Investors experienced a significant shift in the U.S. equities market on Thursday, with the Russell 2000 surging by approximately 3.5% while the S & P 500 saw a decline of nearly 1%. This divergence has sparked discussions on whether this is merely a case of -taking within the Magnificent 7 or if it signals the end of the megacap secular trend. The small-cap index has historically lagged behind the megacap-dominated S & P 500, but the current scenario presents an opportunity to consider owning the iShares Russell 2000 ETF.
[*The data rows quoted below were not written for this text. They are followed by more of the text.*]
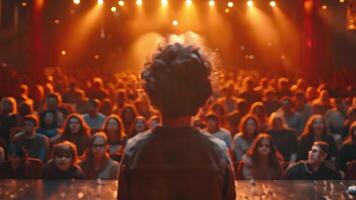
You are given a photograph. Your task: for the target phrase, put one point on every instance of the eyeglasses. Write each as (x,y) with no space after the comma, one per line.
(99,145)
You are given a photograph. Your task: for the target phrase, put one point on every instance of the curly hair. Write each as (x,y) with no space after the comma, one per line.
(176,80)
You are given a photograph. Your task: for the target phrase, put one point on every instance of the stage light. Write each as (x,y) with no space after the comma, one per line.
(188,2)
(230,4)
(249,3)
(175,23)
(139,2)
(121,3)
(164,2)
(272,3)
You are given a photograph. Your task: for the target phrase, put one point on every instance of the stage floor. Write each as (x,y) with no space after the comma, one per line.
(106,190)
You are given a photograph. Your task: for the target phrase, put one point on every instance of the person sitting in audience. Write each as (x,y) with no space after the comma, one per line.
(283,137)
(242,141)
(139,125)
(262,161)
(315,130)
(96,162)
(37,145)
(94,118)
(114,130)
(314,168)
(63,163)
(77,132)
(213,128)
(348,148)
(48,125)
(128,115)
(19,165)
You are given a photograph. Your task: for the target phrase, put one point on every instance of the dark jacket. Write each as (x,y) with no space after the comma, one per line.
(301,171)
(176,163)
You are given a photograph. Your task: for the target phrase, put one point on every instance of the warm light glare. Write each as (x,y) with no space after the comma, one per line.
(164,2)
(139,2)
(230,4)
(121,3)
(175,23)
(188,2)
(272,3)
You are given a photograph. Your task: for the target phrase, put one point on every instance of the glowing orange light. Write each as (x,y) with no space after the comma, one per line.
(188,2)
(230,4)
(139,2)
(164,2)
(175,23)
(121,3)
(113,9)
(272,3)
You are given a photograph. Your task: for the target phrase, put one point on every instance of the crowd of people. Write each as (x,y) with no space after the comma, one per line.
(76,125)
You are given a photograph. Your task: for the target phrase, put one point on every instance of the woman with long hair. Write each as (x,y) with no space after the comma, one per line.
(315,130)
(242,141)
(96,162)
(114,130)
(75,130)
(262,161)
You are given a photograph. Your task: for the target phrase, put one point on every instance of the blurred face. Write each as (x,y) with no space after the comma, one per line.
(49,118)
(29,126)
(99,147)
(112,126)
(15,161)
(212,125)
(51,103)
(264,148)
(316,155)
(140,125)
(74,125)
(250,127)
(63,162)
(318,126)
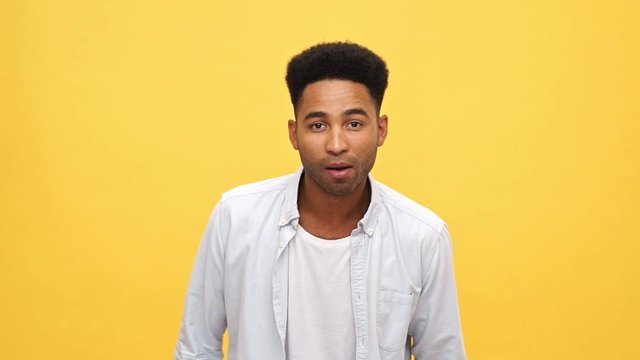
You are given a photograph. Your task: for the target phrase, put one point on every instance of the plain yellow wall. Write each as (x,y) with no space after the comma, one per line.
(122,122)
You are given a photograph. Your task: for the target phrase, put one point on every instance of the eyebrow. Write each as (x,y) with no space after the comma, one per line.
(322,114)
(315,114)
(355,111)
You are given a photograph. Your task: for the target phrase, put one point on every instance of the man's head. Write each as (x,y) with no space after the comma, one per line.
(337,90)
(340,61)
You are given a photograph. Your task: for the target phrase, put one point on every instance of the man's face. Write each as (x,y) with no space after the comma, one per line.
(337,132)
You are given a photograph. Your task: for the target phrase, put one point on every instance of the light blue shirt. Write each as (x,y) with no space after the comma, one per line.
(403,290)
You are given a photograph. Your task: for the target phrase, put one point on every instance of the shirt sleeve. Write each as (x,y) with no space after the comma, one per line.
(205,320)
(435,327)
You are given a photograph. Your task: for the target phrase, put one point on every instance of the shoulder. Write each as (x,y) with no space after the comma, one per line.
(257,196)
(407,211)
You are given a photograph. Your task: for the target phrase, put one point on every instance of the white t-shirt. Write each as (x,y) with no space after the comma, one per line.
(320,322)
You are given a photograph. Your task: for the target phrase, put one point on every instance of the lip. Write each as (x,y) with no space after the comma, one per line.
(339,170)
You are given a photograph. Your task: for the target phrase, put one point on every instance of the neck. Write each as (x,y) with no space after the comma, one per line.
(330,216)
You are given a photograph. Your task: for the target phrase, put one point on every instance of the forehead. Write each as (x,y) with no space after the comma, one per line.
(337,95)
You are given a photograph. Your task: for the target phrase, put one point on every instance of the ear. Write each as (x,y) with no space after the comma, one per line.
(383,127)
(293,134)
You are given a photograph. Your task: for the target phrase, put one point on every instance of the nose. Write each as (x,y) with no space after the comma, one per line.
(337,142)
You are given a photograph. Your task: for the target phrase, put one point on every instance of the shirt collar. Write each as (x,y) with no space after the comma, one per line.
(290,212)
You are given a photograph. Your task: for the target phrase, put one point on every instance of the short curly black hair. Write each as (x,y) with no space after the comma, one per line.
(337,60)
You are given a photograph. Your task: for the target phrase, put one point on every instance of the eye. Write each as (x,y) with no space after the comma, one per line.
(354,124)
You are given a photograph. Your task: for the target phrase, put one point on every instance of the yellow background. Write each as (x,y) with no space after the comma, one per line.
(122,122)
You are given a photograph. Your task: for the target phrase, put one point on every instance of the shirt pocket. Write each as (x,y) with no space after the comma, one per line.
(394,315)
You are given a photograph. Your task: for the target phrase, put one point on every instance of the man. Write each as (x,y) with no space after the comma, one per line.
(326,263)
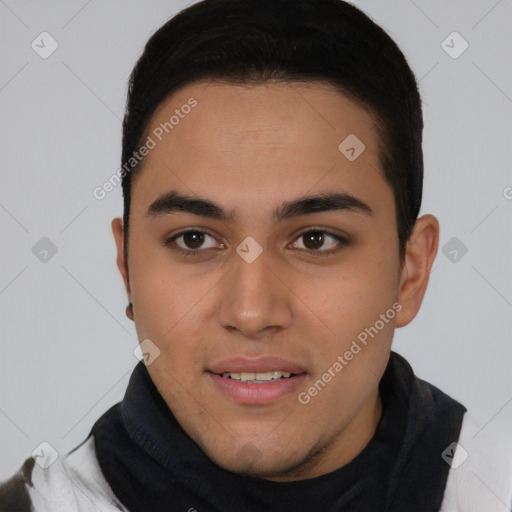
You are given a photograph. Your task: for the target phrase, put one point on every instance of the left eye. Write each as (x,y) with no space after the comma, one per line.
(313,240)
The recent cooler-than-expected June consumer inflation report, as indicated by the Consumer Price Index (CPI), has seemingly favored small-cap stocks. This development suggests that the Federal Reserve might initiate an interest rate cut in September. Thursday marked only the second instance since 1979 when the Russell 2000 recorded a more than 3% gain while the S & P 500 registered a decline. While one day does not establish a definitive trend, such a significant disparity hints at the for smaller capitalization companies with higher interest rate sensitivity to make gains.

Implementing the Trade

To capitalize on the current market dynamics, an investor could consider the IWM 8/30/2024 $213 put for $5.40 and simultaneously buying the 8/30/2024 $215 call for $5.65. This strategic spread trade would incur a cost of $0.25 or $25 per one lot. By executing this trade when the IWM is trading around $213, investors can establish a view at minimal to zero cost. However, it is essential to acknowledge the associated risk of holding the underlying asset.

Risk and Reward

Selling a risk reversal, as described above, presents traders with an opportunity to offset the cost of owning an upside call through the premium collected from selling a put. Ideally, the put premium would completely cover the cost of the call, which aims to capture potential upward movements in the market. In the event that the IWM does not experience the anticipated rise, investors must be prepared to hold onto the asset for a more extended period. The concept of mean reversion further supports the case for considering small-cap investments at this juncture.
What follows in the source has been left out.